Diritti

Se torna l’antisemitismo, tu da che parte stai?

13 Novembre 2015

Portava una kippah, era vestito “da ebreo”, camminava nel quartiere ebraico  di Milano. Si è preso sette coltellate, una lunga diversi centimetri in pieno volto. Quanto vorremmo che il movente dell’efferato delitto non fosse quella kippah, quell’abito da ebreo, quella riconoscibile appartenenza. Quanto temiamo, dolorosamente, che Nathan Graff, cittadino israeliano genero di un rabbino, sia stato accoltellato proprio per per quello. Ancora non sappiamo la verità, e speriamo – per assurdo che possa sembrare, quando si parla di un crimine che sicuramente è stato commesso – che abbia un’origine diversa da quella.

Non ci sono parole per dire il malessere vero, profondo, che ci assale, come milanesi, come cittadini italiani, nel pensare che proprio nella nostra città, dove i quartieri a più alta densità ebraica scivolano verso una periferia di integrazione difficile e malesseri, dove lo scintillio di Expo e della Darsena non sono arrivati, essere ebrei, nel 2015, è pericoloso.

L’episodio drammatico, ovviamente in attesa di capire i contorni del fatto, impone alcune riflessioni da mandare a memoria, buone sempre, a prescindere dall’esito delle indagini.
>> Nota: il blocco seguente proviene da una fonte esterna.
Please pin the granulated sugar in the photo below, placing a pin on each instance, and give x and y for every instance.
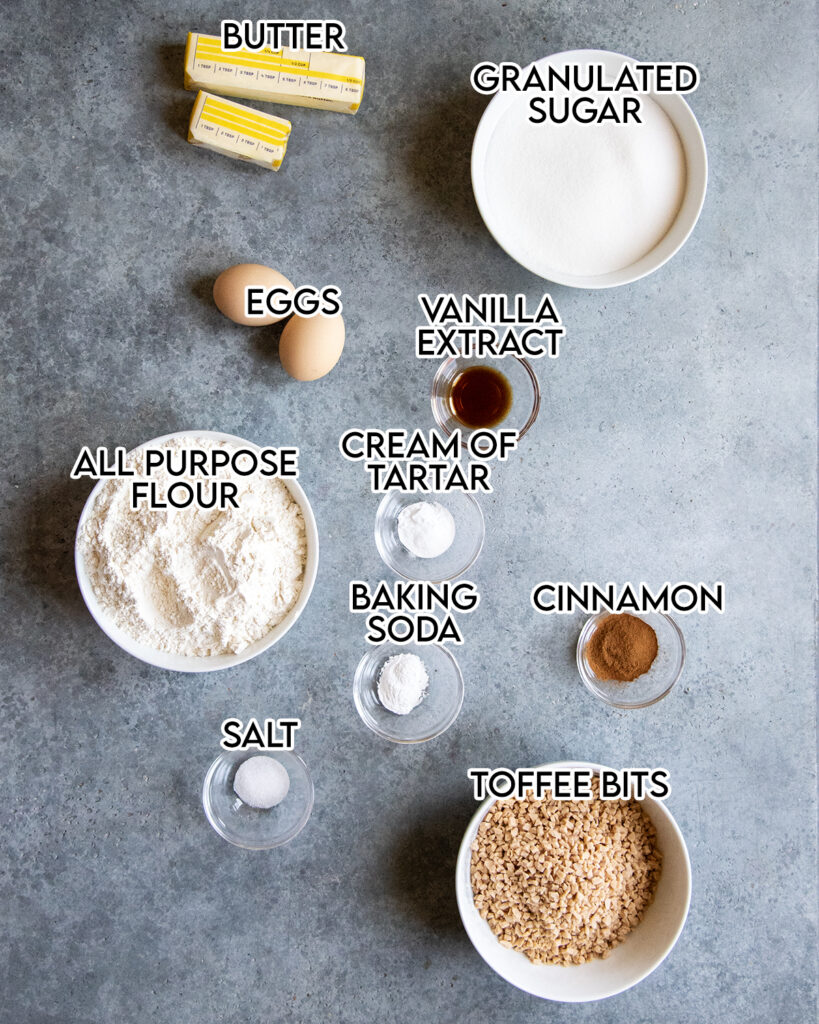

La prima: l’antisemitismo, forma archetipica di ogni razzismo e capace di germinare l’ossessione monotematica e lo sterminio, non è morto. Anzi. Inchieste giornalistiche e dati statistici ci rivelano che il nostro antisemita, proprio nell’Europa nell’Europa nata dalle ceneri di Auschwitz, è vivo, e lotta contro di noi. Sottovalutare, relativizzare, non litigare con chi avalla, è già un omicidio.
La seconda: Milano, la città che amiamo ormai raccontare come il modello della città risolta, dell’Italia che ce la fa, è un posto complesso, che accoglie pulsioni contraddittorie, una metropoli stratificata e non pacificata, come ogni vera metropoli europea. Un posto anche violento, che fa ancora emergere rabbie ataviche, pregiudizi, esclusioni. Su questo fronte, fermando immediatamente la “caccia all’arabo” e ogni propaganda troppo in fretta buttata in pasto a opposti pregiudizi, ci si aspetta che chi è nato in nome degli ideali di fraternità libertà e uguaglianza si alzi, in fretta, e oltre alla solidarietà mostri idee, risolutezza, e nessun distinguo. Nessun “eh, però Israele”. Nessun “ma insomma, con tutte le discriminazioni che ci sono vi mobilitate proprio per un ebreo’, e così via.

Alzarsi in piedi immediatamente, unitamente, contro un’ipotesi, foss’anche remota, di violenza antisemita, significa infatti alzarsi a difesa dei fondamenti del nostro stare insieme come comunità, dell’accettazione e della difesa del diritto all’essere minoranza etnica e religiosa. È un diritto che ci riguarda. Poi, domani, speriamo di poterci risvegliare da questo brutto incubo, e scoprire che il povero Nathan Graff è stato vittima di un crimine che nulla a che fare con il suo essere visibilmente ebreo. Ma intanto, ci siamo portati avanti: che su queste cose non si scherza, non si può scherzare. L’allarmismo, anche di fronte al solo sospetto, è un dovere di civiltà. Perché chi attacca il diritto ad essere visibilmente, apertamente minoranza, attacca il cuore, il fondamento ultimo, della nostra civiltà.